14 September - 2 November 2019
Stella Benjamin: WEAVER
An exhibition of hand dyed rugs woven on a Navajo loom
Edges are subtly dislocated or adorned with tassels, jaunty little excrescences that marry the rugs to their surroundings as a tree or spire links earth to sky in a landscape.
These seven new examples have all the hallmarks of Stella’s inimitable style, but speak with an authority that perhaps even she has not attained before. This is an artist working with supreme confidence at the very height of her powers.

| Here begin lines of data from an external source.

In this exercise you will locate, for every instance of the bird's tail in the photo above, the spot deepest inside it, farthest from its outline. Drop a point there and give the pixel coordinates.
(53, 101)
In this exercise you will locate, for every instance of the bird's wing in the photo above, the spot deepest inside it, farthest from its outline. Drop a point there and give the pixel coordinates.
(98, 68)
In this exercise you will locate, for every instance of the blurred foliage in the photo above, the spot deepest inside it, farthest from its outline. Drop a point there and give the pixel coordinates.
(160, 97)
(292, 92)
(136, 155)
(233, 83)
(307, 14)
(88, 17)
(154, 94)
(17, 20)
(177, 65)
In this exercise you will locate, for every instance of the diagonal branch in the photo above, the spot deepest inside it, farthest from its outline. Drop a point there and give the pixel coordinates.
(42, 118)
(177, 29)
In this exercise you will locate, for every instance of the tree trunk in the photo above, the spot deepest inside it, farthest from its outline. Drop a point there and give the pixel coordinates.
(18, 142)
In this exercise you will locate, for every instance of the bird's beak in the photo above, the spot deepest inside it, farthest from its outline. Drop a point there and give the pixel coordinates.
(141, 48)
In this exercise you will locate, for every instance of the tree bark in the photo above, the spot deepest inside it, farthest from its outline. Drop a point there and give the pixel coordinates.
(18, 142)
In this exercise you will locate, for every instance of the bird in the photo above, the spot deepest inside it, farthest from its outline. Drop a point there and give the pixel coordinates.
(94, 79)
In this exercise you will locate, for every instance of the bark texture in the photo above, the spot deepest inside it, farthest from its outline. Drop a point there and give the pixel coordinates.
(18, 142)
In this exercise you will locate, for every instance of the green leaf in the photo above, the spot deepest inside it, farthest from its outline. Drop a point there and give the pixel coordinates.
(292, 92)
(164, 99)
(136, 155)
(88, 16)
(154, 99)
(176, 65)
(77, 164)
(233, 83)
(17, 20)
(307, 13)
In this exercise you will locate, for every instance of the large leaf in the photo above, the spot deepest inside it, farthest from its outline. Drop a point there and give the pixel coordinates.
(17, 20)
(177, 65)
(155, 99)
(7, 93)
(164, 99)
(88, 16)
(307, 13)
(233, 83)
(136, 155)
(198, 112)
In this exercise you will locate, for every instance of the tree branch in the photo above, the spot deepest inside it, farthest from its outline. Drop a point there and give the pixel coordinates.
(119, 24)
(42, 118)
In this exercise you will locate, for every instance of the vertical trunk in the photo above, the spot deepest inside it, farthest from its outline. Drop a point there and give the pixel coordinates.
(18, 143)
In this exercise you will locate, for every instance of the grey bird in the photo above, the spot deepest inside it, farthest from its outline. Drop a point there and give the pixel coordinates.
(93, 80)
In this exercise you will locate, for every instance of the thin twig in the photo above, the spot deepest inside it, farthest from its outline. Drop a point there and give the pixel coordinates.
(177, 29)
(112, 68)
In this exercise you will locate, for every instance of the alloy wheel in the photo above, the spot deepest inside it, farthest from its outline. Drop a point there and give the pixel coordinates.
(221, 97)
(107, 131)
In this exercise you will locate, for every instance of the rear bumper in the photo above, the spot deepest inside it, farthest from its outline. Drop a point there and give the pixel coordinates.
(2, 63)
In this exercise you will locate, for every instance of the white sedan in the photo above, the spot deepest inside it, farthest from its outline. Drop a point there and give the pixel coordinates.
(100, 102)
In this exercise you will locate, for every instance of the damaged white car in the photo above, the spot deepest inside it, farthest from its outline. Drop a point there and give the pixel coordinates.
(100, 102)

The rugs may be abstract in design, but there is nothing coldly analytical about them. On the contrary, they have a wonderful warmth and humanity, even a touch of humour. Visually and intellectually satisfying, gratifying our need for aesthetic delight, they also prove sympathetic when we crave rest or solace. They are like dearly loved, wise and understanding friends, the kind we are glad to see whatever our mood knowing they will never disappoint us.
John Christian, 2013
I don’t like calling craft work art, but in Stella’s case I have no choice: her rugs are works of art of the highest calibre. Breon O’Casey
Stella Benjamin moved to Cornwall in 1956 and was later an assistant to the sculptor Dennis Mitchell and a decorator at the Troika Pottery. She was taught to weave by Breon O’Casey in the late 1970s, when she was working in his Porthmeor studio, and in 1979 she installed a Navajo-type loom, built for her by Bryan Illsley, at her home in St Ives. She uses handspun Turkish sheep’s wool and goats’ hair yarns, which she dyes herself.